Maxim Integrated Products' MAX78000 Ultra-low power neural network microcontroller uses Xailient's proprietary Detectum neural network to detect and locate faces in video and images. Xailient's neural network consumes 250 times less power than traditional embedded solutions (only 280 microjoules). Every 12 milliseconds of reasoning, the network performs in real time, faster than the most efficient edge face detection solutions.
These apps use a low-power "listen" mode and then wake up a more complex system when a face is detected. The company's microcontrollers are paired with Xailient's neural network to improve the overall power efficiency and battery life of the edge/cloud hybrid application.
Xailient's Detectum neural network, which includes focus, zoom and visual wake word technologies, detects and locates faces in video and images 76 times faster and with similar or higher accuracy than traditional software solutions. In addition, flexible networks can be extended to applications beyond facial recognition, such as livestock inventory and monitoring, parking space occupancy, and stock water equality.
"Xailient Detectum Neural network, the MAX78000 is able to classify and localize, in addition to seeing face images or videos, you can also determine the field of view of those face images," says Robert Muchsel of Maxim MAX78000 MICROcontroller integration and architect. "Advanced applications include counting people, vehicles and objects, presence or obstacle detection, as well as path mapping and pedestrian heat mapping."

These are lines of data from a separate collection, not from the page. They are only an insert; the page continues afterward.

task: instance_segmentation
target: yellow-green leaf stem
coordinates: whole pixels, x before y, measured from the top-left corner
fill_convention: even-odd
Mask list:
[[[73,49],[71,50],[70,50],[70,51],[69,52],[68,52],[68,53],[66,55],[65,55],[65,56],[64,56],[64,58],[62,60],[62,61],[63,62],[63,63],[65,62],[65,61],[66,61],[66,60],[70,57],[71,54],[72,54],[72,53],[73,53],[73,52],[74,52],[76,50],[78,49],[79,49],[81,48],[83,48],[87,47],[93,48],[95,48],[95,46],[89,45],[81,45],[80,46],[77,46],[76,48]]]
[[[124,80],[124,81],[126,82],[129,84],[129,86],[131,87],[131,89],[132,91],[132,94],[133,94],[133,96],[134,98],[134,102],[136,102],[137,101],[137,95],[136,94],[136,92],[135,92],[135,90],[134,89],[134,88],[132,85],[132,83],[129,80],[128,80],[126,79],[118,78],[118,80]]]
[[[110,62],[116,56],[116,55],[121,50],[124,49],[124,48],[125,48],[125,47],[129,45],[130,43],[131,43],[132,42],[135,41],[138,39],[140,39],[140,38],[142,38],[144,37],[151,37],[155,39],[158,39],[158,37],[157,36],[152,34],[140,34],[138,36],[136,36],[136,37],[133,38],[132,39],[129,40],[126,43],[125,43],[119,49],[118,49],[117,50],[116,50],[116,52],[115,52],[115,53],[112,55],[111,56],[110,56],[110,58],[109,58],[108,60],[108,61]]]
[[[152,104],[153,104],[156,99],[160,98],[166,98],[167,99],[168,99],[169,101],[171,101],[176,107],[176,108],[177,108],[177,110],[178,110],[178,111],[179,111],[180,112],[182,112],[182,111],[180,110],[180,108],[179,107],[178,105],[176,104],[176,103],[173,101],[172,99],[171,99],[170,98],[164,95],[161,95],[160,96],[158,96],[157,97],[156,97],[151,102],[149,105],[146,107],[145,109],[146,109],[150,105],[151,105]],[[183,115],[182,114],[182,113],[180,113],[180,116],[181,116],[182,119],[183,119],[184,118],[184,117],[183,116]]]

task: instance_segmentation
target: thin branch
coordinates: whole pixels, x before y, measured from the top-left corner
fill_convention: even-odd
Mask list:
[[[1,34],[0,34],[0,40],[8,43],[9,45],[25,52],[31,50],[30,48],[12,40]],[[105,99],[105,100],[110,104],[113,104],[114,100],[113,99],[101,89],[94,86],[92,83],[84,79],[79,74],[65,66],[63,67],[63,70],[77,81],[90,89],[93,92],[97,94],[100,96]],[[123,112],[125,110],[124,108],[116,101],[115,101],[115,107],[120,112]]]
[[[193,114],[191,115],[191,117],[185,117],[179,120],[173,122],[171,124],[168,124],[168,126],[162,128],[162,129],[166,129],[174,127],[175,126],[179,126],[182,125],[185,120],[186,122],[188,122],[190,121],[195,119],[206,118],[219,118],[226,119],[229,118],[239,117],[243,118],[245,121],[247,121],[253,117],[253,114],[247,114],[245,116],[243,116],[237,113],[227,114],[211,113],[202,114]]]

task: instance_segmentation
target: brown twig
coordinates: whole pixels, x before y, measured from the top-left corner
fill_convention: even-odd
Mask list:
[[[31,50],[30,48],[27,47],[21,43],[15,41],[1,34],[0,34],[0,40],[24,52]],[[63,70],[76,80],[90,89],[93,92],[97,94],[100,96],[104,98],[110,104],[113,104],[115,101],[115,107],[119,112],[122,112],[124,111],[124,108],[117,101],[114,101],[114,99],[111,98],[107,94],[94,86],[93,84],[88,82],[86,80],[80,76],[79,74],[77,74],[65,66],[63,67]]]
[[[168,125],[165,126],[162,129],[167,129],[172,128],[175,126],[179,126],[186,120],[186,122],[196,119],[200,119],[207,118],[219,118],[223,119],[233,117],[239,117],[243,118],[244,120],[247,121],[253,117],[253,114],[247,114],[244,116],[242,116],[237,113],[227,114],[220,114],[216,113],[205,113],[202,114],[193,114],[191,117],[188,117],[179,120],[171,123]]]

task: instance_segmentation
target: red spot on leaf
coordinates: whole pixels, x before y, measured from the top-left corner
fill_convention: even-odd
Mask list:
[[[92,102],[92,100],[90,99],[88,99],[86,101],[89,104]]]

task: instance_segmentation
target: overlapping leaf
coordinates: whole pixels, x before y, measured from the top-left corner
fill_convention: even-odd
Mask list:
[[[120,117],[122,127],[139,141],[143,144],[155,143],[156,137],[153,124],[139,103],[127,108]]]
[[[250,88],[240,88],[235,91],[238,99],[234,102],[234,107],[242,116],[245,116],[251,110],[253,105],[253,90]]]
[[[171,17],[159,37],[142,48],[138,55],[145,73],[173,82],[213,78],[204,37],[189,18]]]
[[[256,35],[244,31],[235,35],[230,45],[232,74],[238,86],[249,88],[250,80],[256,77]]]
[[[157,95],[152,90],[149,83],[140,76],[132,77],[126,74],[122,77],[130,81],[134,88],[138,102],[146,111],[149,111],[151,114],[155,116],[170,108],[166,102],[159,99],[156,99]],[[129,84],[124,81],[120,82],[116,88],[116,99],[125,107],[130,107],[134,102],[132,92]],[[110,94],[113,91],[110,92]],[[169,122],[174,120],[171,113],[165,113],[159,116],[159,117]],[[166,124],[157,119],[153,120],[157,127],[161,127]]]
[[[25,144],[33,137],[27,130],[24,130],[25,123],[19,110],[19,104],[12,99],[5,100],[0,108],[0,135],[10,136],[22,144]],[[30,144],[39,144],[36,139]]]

"Ai is poised to become the second largest carbon emitting industry," said Dr. Shivy Yohanandan, CTO of Xailient and inventor of Xailient Detectum Neural network technology. "Replacing 14 traditional Internet protocol cameras using traditional cloud AI with edge-based cameras equipped with Maxim Integrated MAX78000 and Xailient neural network has the same carbon impact as taking a gasoline-powered car off the road."